Özetle,ilaçsız ve yan etkisiz olan akupunktur,astım illetini %98 üzere yüksek bir orantıda tedavi etmektedir.2000 yılında,Avusturya'nın başşehri Viyana'da katılmış olduğum 9.Uluslararası Yerküre Akupunktur Kongresi'nde, İngiliz Kraliyet Akademisi Akupunktur Enstitüsünden bir küme araştırmacı, çocuklardaki astımın da öncelikle akupunkturla tedavisinin yapılması gerektiği konusunda,çok kapsamlı ilmî bildiri sunmuşlardır. İğnelerden korkusu olmayan (ki bu iğneleri en ziyade 0.1 mm. derinliğe kadar batırmaktayız.) her yaş ve cinsiyetteki astımlı evlatlara da akupunktur uygulanabilmektedir.Hatta çocukluk çağında uygulandığında, erişkinlerin tedavisine orantıyla çok daha kısa vadede sonuç alınabilmektedir.Aynı klinik yaklaşım,Viyana Tıp Fakültesi'nde kurulmuş olan Ludwig Boltzman Akupunktur Enstitüsünde de yapılmaktadır. Akupunktur tedavisi ile,ömür uzunluğu ilaç almak zorunda kalan kişilerimiz bu ilaçlardan kurtulmuş olacaklardır.Tabii tüm bu anlattıklarımız, yalnızca astımı olan,ikincil akciğer illeti olmayan hastalar için makbuldür.İkincil teneffüs sistemi illeti olanlarda,akupunktur yalnızca rahatlama sağlar,köklü tedavi etmez.Zaten bu ayırımı yapacak olan akupunktur mütehassısı hekim,mutlaka aydınlatıcı tetkiklerden sonra kararını verecektir.

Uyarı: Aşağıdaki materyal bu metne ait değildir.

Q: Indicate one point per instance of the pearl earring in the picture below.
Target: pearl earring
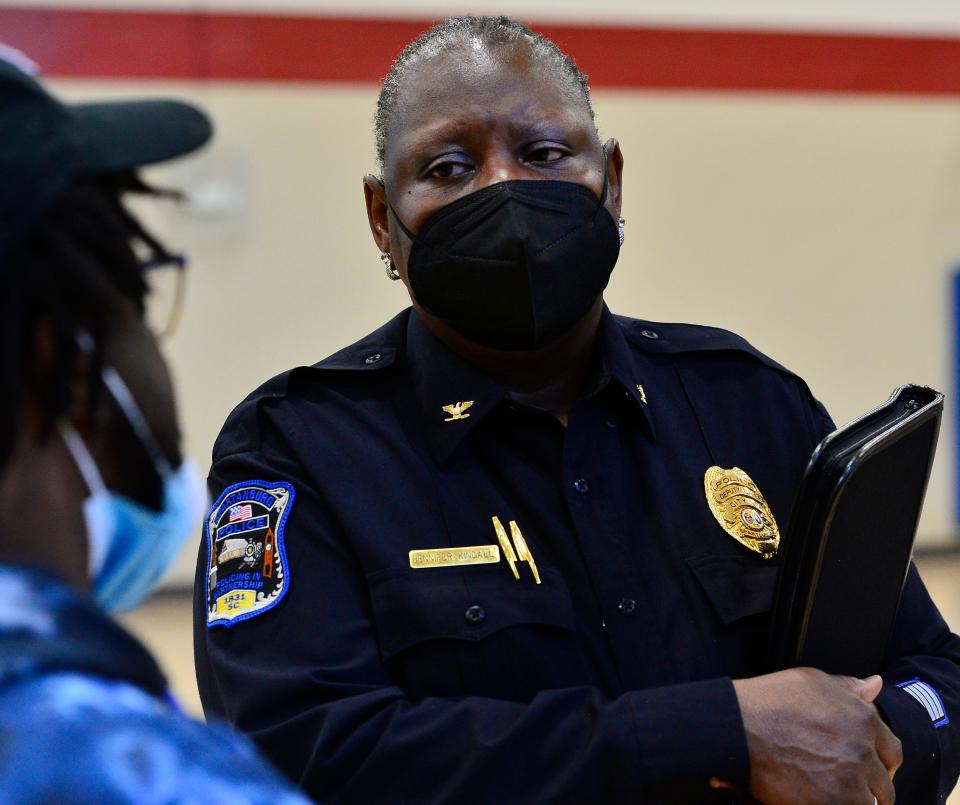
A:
(392, 272)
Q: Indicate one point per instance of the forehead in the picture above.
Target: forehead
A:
(475, 84)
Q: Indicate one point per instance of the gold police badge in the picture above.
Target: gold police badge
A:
(741, 510)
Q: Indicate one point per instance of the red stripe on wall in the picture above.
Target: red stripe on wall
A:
(139, 44)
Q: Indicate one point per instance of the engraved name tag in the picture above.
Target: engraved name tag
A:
(452, 557)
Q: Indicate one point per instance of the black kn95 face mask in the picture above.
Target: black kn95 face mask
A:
(514, 265)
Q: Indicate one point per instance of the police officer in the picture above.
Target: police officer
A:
(96, 498)
(472, 557)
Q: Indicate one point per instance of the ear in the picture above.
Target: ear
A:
(375, 198)
(614, 175)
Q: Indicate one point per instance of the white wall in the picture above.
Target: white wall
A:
(937, 17)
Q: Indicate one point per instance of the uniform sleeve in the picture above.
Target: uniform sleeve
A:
(305, 680)
(921, 697)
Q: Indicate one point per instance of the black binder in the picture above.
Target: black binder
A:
(848, 544)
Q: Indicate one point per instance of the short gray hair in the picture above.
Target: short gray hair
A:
(458, 31)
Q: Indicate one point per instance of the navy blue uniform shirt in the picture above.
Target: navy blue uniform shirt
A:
(367, 679)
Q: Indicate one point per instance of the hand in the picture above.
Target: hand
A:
(816, 738)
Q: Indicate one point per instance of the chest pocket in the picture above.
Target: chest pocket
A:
(475, 631)
(739, 592)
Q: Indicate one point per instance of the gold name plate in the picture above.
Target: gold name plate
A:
(452, 557)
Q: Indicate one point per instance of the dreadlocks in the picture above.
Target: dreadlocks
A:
(458, 31)
(84, 250)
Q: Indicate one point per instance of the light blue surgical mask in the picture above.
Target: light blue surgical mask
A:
(130, 546)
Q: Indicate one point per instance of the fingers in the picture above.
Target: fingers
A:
(870, 688)
(881, 785)
(867, 689)
(889, 749)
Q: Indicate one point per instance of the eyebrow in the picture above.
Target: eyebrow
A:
(521, 122)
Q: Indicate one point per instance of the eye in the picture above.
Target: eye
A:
(547, 153)
(448, 168)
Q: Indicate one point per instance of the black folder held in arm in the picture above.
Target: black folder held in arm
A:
(850, 537)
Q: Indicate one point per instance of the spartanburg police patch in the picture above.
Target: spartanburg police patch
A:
(246, 562)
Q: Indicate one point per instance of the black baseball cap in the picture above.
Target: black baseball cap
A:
(45, 144)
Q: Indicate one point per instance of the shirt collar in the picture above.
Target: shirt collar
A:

Tedavide,sadece astım noktalarını değil,aynı vakitte psikosomatik noktaları da tedaviye alırız.Çünkü,kişi astımından ötürü,ruhsal bir çökkünlük durumuna girebilmektedir.Depresyon,astımlı hastalarda çok daha kolay gelişebilmektedir.Bunun dışında,anksiyete,adını verdiğimiz ruhsal bunaltılar da görülebilmektedir.Dolayısıyla, bunlarla ilgili akupunktur noktaları da tedavi kapsamına alınarak,dört dörtlük bütünsel bir tedavi uygulanmış olur.Ayrıca,kişi atmosferik olarak hava değişikliklerinden de etkileniyorsa,bu durumla ilgili hava değişimi noktaları da tedavi kapsamına alınarak,bütüncül tedavi tamamlanmış olur.
Türkiye'nin en güncel forumlardan olan forumdas.com.tr'de forumda aktif ve katkısı olabilecek kişilerden gönüllü katkıda sağlayabilecek kişiler aranmaktadır.